Superpower America (or How’s that for Mixed Metaphors)…

The actual future is going to look different than the future we thought we were going to have. That’s true if only because we’re notoriously bad at predicting the future – We’re all still waiting on our flying cars, right? I don’t think it’s going to be radically different to the point that Canada starts being cool or Hollywood starts making good movies (that would be some kind bizzaro universe). I actually have a sneaking suspicion that the future is going to be painful. Painful in that we’ve spent the last 30 years binging on cheep booze and grease ball cheeseburgers and now we’re about to wake up with a national hangover the likes of which none of us has ever seen. The fight to raise the debt ceiling ain’t nothing compared to the battle that will be joined when we realize we’ve got to actually start paying down the debt itself.
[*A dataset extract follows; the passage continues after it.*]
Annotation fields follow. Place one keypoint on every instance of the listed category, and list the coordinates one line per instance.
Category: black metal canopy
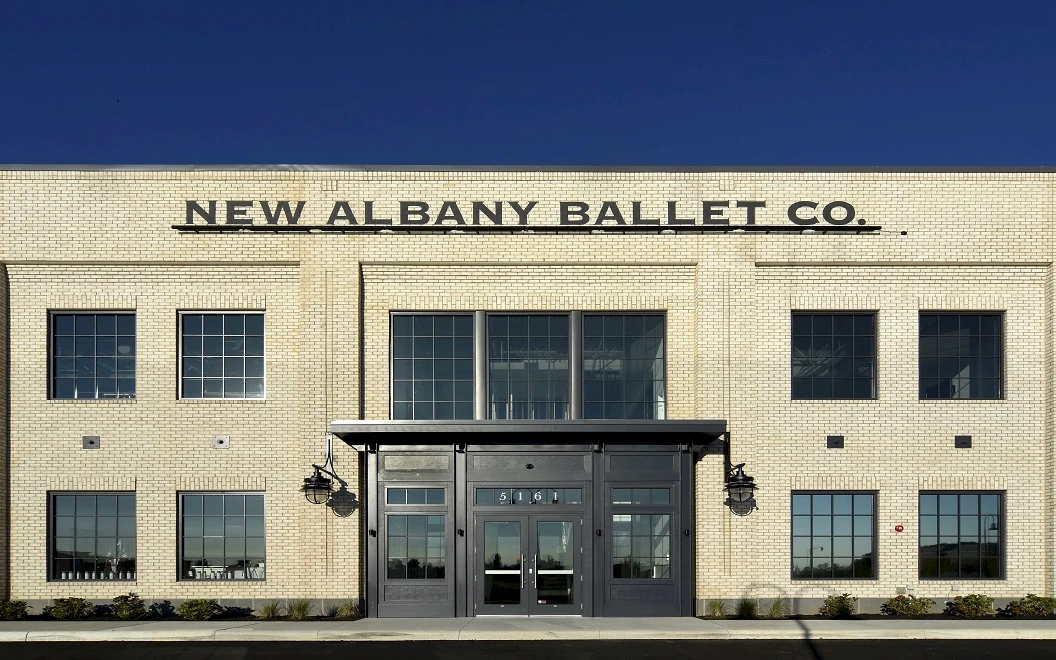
(701, 433)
The future is going to seem painful because there’s every possibility that we’re about to experience a world where Superpower America isn’t. Those of us who grew up beyond the shadow of the cold war are going to have the hardest time adjusting because we’ve never had to moderate our expectations about anything really. You guys know I’m not exactly an alarmist, but my read of the situation is that bottom line: Superpower America is too expensive. How we go about fixing that with the least pain possible (the no pain option is well off the table), remains to be seen. So too does whether we have the national will to collectively make hard decisions about what is in the long term national interest and what isn’t; what we can pay for and what we can’t. These decisions matter. Economic realities matters.

Don’t believe me? Ask Superpower USSR how it works out when you pretend economics is an imaginary science. Spending ourselves into oblivion isn’t an option, but I wonder who’s going to be the first to offer up their sacred cows so we can try to avoid slaughtering the whole herd.